I can't really complain about the Spanish NHS especially as there is anecdotal evidence that I was shouting 'don't leave me in the hotel!' to the Dutchman during my 'estancia' at San Jorge hospital. However, I am getting rather concerned at the volume of prescriptions that seem to be growing as we speak and the cupboard groans everytime I put in more medicines or Spain Killers as the Dutchman calls them. He told me one of his pupils who happens to be a chemist is off on his holidays again. Yes, with my money. I am going to have to keep an eye on this as I am beginning to think it would be healthier and cheaper if I took illegal drugs.

On the subject of teaching, one of his other pupils had to do sentence rewriting, which is very popular here, and had the following examples.His face is always sad...he is a sad faced man. The food looks tasty. It is a tasty looking food. No wonder he will never be out of work.

I'm not sure what it is about the Dutch but they have a worrying tendency to share a similar sense of humour with the Spanish. The Dutch think it is funny to take the Mickey out of the Belgians and think it is hysterical that some people take it out of the Irish. After putting up with crap Irish jokes recently I thought I would see how they feel if I started on them. What do you call a man who cycles up a mountain above any vegetation line where he can buy sausages and sweets when he could have gone up there in a car and taken a nice picnic? A Dutchman. What do you call a man who climbs up and then over a mountain range, gets to the other side and then asks 'is there a bus back to France? A Dutchman. What do you call a man who decides to cross the Pacific on an inflatable banana with a trowel as an oar? OK, I made the last one up but the others are true and funnier than any joke about an Irish brickie.

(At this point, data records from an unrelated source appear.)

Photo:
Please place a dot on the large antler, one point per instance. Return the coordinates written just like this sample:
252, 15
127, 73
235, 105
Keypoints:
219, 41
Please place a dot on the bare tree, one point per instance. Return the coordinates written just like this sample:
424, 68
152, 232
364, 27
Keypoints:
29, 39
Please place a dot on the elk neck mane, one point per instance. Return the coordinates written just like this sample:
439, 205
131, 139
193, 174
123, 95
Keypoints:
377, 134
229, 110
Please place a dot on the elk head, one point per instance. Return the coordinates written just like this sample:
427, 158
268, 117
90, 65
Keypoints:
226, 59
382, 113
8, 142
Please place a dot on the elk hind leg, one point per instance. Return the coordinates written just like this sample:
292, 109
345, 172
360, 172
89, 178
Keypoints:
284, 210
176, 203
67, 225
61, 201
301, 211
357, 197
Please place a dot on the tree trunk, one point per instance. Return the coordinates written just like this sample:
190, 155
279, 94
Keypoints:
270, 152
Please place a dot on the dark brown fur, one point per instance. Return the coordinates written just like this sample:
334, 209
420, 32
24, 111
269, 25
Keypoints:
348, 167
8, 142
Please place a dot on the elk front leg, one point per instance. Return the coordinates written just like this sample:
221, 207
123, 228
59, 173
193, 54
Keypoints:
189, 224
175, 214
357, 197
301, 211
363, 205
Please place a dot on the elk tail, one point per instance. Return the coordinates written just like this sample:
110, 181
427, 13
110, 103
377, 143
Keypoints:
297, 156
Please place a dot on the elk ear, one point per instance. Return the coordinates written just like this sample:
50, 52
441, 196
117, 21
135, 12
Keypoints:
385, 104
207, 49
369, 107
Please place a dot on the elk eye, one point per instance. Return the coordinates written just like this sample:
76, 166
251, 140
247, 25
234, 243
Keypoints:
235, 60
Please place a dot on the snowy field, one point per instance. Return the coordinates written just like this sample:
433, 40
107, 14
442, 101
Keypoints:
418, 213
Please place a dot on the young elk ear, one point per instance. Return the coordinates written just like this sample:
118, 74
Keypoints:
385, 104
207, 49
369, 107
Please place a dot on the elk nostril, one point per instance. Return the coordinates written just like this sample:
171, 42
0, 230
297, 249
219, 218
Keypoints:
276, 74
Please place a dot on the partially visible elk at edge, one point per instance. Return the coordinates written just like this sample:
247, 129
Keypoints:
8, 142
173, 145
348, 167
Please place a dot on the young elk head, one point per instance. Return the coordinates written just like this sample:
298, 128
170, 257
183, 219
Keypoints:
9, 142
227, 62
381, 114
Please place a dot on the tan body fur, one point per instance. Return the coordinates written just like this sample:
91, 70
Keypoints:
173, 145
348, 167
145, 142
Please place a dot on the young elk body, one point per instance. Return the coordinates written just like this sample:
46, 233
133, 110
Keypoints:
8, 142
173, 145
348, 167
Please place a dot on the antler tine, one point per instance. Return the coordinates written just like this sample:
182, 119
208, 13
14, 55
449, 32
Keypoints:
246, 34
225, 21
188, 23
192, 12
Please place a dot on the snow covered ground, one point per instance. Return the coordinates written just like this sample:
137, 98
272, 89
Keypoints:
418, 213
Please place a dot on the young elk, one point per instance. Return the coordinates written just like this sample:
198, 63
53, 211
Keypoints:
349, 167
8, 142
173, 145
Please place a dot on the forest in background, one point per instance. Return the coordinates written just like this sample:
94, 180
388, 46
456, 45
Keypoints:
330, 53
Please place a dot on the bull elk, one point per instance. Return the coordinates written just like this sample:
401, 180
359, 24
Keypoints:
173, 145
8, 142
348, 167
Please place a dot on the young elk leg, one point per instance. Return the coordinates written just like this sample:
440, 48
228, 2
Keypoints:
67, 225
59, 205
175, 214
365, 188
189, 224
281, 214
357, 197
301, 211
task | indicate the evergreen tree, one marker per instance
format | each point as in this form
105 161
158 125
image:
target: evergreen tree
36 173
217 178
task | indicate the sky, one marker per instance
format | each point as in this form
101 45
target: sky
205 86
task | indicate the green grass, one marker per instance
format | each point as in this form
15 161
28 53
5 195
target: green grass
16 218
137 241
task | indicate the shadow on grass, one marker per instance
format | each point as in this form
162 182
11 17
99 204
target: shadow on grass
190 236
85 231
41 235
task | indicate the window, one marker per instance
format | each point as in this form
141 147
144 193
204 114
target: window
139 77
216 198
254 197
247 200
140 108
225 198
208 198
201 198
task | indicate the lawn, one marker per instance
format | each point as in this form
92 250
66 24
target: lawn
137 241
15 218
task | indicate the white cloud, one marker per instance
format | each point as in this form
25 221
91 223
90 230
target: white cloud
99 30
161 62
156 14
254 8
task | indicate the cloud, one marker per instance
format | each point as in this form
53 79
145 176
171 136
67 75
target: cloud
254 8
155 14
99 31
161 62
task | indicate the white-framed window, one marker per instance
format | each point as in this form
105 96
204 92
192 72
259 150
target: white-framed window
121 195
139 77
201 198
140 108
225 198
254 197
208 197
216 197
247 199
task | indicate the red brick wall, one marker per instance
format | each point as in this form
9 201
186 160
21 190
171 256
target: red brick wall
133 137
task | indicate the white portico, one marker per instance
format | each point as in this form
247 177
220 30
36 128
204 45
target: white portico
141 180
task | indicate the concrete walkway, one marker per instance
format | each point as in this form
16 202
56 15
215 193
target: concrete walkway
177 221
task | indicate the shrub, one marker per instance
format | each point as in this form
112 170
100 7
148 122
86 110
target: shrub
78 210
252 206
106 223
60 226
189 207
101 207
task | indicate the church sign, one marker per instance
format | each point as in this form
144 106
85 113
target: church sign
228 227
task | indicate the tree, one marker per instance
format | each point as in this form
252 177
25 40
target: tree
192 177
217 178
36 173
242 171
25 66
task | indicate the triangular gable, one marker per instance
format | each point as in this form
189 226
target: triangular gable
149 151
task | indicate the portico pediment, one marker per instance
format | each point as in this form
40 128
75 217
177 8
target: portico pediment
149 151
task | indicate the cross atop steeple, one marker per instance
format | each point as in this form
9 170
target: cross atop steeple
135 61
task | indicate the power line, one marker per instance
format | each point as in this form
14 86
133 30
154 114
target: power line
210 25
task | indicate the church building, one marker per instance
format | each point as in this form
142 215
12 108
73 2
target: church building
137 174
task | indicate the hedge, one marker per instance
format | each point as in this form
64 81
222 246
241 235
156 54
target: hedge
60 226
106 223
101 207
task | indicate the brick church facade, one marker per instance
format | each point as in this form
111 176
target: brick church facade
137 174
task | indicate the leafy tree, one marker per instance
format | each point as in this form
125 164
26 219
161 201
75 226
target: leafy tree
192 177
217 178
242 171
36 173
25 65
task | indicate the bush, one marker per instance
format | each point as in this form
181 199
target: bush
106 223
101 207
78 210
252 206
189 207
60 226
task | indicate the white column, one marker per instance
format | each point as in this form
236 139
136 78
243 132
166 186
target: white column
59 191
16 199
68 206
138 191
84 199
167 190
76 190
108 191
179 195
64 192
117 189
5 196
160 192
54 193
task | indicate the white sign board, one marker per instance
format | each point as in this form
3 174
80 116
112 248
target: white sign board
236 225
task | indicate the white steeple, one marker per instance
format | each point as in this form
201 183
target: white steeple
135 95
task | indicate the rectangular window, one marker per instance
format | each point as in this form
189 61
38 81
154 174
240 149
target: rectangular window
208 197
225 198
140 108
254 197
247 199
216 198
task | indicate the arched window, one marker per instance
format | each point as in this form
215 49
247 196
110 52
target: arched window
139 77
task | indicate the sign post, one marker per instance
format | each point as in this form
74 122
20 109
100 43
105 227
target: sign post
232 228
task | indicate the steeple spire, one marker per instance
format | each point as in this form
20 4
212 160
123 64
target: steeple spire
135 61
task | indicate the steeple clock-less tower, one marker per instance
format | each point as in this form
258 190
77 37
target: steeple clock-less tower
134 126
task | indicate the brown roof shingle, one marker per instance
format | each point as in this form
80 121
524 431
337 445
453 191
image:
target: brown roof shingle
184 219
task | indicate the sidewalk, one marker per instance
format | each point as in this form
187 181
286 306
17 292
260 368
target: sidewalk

I had a mini revelation today as I looked up and saw a Red Kite, that I would probably never go back to England. It was reassuring as opposed to the usual angst of 'what have I done' when I realise I have left the motherland for sunnier climes. It is nice to live in a place where you don't feel as though people might stab you. I am not sure I could go back unless I was rich and could afford a chauffeur to pick me up from the pub.

The sound effects from our flat seem to be coming from a radio play. The footsteps clip clopping from God knows where, the strange muffled sound of someone crying, snoring, and then talking in their sleep. Piti continues to howl but then he would as the bickering neighbours next door have had to close their windows on account of the cold so someone or something has to make up for the silence. Spanish friends have confessed to not liking silence and have admitted to having the tele on so as not to feel alone.

If there is anyone out there keen to rob a bank look no further than our local CAI. I don't wish to encourage criminals but there is a sign on the wall in the open plan office warning potential robbers that the door that leads to the safe is alarmed etc but I was amazed to see one of the staff take a key to said door from the top of a cupboard and let himself in.